Data Analysis for Graduate Research – Workflows for Reproducibility

Data collection is only the start

Once the data are available from a study there are still a number of steps that must be undertaken to get them into shape for analysis.

One of the most misunderstood parts of the analysis process is the data preparation stage. To say that 70% of any analysis is spent on the data management stage is not an understatement.

Example workflow

Generating a reproducible workflows

Reproducibility is the ability for any researcher to take the same data set and run the same set of software program instructions as another researcher and achieve the same results.

Not the same as replicability where you re-run an experiment and achieve the same outcomes.

The goal is to create an exact record of what was done to a data set to produce a specific result.

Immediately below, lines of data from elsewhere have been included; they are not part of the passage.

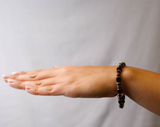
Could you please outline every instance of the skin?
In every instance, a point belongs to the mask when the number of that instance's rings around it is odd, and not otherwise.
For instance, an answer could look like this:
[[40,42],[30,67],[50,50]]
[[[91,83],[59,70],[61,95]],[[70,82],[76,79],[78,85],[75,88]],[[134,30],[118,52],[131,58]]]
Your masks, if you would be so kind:
[[[117,66],[64,66],[3,75],[11,87],[33,95],[100,98],[117,95]],[[160,74],[124,67],[122,91],[144,108],[160,115]]]

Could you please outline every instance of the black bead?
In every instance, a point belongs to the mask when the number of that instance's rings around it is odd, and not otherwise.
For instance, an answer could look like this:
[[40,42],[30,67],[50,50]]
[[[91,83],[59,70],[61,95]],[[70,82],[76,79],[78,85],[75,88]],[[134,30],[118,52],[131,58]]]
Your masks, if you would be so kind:
[[117,73],[121,73],[121,70],[117,70]]
[[116,78],[116,81],[117,81],[117,82],[121,82],[121,78],[120,78],[120,77],[117,77],[117,78]]
[[121,67],[117,67],[117,71],[120,70],[121,71]]
[[117,90],[118,93],[122,93],[122,90]]

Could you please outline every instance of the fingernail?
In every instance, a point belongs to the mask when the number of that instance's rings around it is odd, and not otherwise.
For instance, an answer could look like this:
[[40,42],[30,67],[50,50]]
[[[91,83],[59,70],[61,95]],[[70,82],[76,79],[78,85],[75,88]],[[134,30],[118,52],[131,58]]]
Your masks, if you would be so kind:
[[19,75],[19,74],[21,74],[21,71],[12,72],[12,75]]
[[11,75],[2,75],[3,78],[9,78]]
[[31,90],[31,89],[32,89],[31,86],[25,86],[25,90],[29,91],[29,90]]
[[16,83],[16,80],[14,79],[7,79],[8,83]]

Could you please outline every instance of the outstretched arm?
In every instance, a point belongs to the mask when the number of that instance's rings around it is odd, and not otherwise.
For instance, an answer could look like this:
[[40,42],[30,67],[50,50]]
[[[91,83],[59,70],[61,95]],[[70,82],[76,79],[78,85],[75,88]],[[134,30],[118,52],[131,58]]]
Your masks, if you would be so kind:
[[[65,66],[3,75],[4,81],[34,95],[114,97],[116,66]],[[124,67],[122,91],[144,108],[160,115],[160,74]]]

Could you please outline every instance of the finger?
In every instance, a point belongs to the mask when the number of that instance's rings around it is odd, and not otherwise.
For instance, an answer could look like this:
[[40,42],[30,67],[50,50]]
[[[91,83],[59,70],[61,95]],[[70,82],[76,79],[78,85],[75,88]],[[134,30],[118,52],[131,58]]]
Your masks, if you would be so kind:
[[30,72],[13,72],[13,75],[10,76],[10,79],[16,79],[21,81],[35,81],[46,78],[52,78],[55,77],[56,74],[57,74],[56,68],[36,70]]
[[60,89],[60,87],[57,87],[57,85],[43,87],[26,86],[25,90],[33,95],[63,95],[62,89]]
[[9,79],[11,75],[2,75],[2,78],[5,82],[7,82],[7,79]]

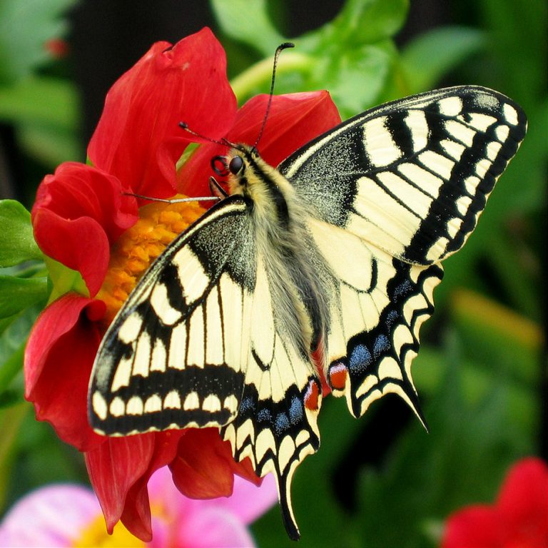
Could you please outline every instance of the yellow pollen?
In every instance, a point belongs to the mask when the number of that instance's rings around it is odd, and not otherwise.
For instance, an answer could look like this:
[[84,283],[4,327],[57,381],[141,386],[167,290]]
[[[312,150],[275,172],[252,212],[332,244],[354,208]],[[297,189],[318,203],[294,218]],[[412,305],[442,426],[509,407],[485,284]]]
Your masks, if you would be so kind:
[[139,220],[111,249],[108,270],[97,294],[97,298],[106,304],[105,328],[154,259],[205,211],[198,201],[153,202],[139,209]]
[[121,523],[116,524],[112,534],[108,534],[105,520],[99,514],[81,532],[73,546],[75,548],[145,548],[146,544],[133,537]]

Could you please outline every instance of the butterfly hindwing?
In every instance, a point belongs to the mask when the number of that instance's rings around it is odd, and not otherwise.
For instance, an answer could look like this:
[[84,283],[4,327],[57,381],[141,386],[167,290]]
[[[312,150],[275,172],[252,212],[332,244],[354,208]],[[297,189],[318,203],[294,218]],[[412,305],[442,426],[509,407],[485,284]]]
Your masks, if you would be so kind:
[[503,95],[448,88],[367,111],[278,168],[318,218],[427,265],[464,244],[525,130]]

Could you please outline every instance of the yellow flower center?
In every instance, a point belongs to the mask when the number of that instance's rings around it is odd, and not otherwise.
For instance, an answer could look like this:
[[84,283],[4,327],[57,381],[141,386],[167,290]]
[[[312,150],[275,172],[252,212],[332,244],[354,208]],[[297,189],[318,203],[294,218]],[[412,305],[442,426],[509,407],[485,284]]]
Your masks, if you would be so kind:
[[73,543],[74,548],[145,548],[146,546],[121,523],[116,524],[112,534],[108,534],[101,514],[98,514]]
[[97,295],[97,298],[106,303],[105,327],[154,259],[205,211],[198,201],[153,202],[139,209],[139,220],[111,249],[108,270]]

Three steps to achieve reproducibility

The un-processed data are connected directly to software code file(s) that perform data preparation techniques.
The processed data are connected directly to other software code file(s) that perform the analyses.
All data and code files are self-contained such that they could be given to another researcher to execute the code commands on a separate computer and achieve the same results as the original author.

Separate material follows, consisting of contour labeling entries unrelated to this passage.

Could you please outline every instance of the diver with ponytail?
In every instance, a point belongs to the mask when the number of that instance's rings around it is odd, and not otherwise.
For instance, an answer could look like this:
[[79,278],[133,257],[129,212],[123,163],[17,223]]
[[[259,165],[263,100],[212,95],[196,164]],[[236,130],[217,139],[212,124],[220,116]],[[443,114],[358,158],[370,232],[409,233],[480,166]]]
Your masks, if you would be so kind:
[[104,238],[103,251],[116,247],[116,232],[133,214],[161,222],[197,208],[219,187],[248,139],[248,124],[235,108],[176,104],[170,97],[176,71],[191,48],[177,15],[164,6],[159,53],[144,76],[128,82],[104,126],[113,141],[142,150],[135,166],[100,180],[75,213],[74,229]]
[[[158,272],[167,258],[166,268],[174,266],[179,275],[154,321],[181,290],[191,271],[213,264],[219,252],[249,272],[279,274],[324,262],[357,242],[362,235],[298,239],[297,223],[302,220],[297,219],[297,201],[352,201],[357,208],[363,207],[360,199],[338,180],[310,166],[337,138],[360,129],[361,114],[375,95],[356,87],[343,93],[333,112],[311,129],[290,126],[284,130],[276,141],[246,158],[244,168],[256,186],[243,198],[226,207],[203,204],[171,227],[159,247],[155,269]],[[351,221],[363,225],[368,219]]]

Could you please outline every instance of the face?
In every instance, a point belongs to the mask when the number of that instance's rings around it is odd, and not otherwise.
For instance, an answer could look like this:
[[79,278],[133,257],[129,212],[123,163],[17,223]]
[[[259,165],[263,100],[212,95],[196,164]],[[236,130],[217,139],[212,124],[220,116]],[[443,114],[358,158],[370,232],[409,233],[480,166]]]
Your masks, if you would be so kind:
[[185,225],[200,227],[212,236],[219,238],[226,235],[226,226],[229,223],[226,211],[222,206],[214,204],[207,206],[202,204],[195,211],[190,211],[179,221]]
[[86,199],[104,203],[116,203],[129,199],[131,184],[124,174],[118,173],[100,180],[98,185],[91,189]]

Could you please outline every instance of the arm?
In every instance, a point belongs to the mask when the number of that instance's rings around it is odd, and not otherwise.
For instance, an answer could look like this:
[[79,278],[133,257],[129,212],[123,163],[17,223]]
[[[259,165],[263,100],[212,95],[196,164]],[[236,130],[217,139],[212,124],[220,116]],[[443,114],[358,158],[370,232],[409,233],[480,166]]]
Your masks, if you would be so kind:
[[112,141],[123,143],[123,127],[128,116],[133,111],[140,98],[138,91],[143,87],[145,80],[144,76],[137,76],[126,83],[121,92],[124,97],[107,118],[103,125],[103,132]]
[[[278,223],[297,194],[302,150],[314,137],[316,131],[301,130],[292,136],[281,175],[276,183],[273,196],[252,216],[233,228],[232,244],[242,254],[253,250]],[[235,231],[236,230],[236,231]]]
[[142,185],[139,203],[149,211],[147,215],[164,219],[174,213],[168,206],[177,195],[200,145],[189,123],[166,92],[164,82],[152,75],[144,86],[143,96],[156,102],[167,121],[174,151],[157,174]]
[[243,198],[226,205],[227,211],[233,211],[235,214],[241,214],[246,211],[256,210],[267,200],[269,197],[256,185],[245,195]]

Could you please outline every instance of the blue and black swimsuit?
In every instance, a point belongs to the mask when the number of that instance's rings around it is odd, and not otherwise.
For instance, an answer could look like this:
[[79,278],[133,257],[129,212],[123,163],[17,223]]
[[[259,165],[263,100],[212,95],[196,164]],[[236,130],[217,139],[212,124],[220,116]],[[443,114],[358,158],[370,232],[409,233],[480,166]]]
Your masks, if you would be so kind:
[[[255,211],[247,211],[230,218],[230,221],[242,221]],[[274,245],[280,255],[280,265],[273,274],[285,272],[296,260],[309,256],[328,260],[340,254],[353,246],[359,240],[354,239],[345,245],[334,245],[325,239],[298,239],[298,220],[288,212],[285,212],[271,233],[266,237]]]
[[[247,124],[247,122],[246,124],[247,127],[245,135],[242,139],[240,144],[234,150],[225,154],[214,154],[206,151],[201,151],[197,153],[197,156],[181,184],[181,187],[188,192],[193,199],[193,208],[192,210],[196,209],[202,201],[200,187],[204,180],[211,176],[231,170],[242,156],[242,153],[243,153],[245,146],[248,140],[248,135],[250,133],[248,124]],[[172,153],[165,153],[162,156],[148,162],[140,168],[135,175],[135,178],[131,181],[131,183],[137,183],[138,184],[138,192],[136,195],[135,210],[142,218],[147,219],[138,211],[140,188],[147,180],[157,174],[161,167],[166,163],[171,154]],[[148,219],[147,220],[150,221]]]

Figure Credits: Roger Peng

Literate programming

Explain the logic of the program or analysis process in a natural language,
Small code snippets included at each step act as a full set of instructions that can be executed to reproduce the result/analysis being discussed.
Literate programming tools such as Markdown and are integrated into all common statistical packages except SPSS.

Example Quarto Document

Reproducible Research + Literate Programming

Practicing reproducible research techniques using literate programming tools allows such major updates to be a simple matter of re-compiling all coded instructions using the updated data set.
The effort then is reduced to a careful review and update of any written results.
Using literate programming tools create formatted documents in a streamlined manner that is fully synchronized with the code itself.
The author writes the text explanations, interpretations, and code in the statistical software program itself, and the program will execute all commands and combine the text, code and output all together into a final dynamic document.

Why all the fuss?

You are your own collaborator 6 months from now. Be nice to your future self
Explain your steps (the WHY more than the what)
- How did you get from point A to B?
- Why did you recode this variable in this manner?
Found an error in your analysis code? Need to add an analysis to your presentation?
Reproduce your steps in a few clicks using a script file (.R, .Rmd, .sas, .sps, .do, .ipynb)

Data Analysis Pipeline

A line diagram of figure 1.1 from the book R for Data science — In this model of the data science process, you start with data import and tidying. Next, you understand your data with an iterative cycle of transforming, visualizing, and modeling. You finish the process by communicating your results to other humans. Ref R for Data Science 2nd ed

Regardless of the programming language you choose to use, using scripts will make this process reproducible and more powerful with less pain points.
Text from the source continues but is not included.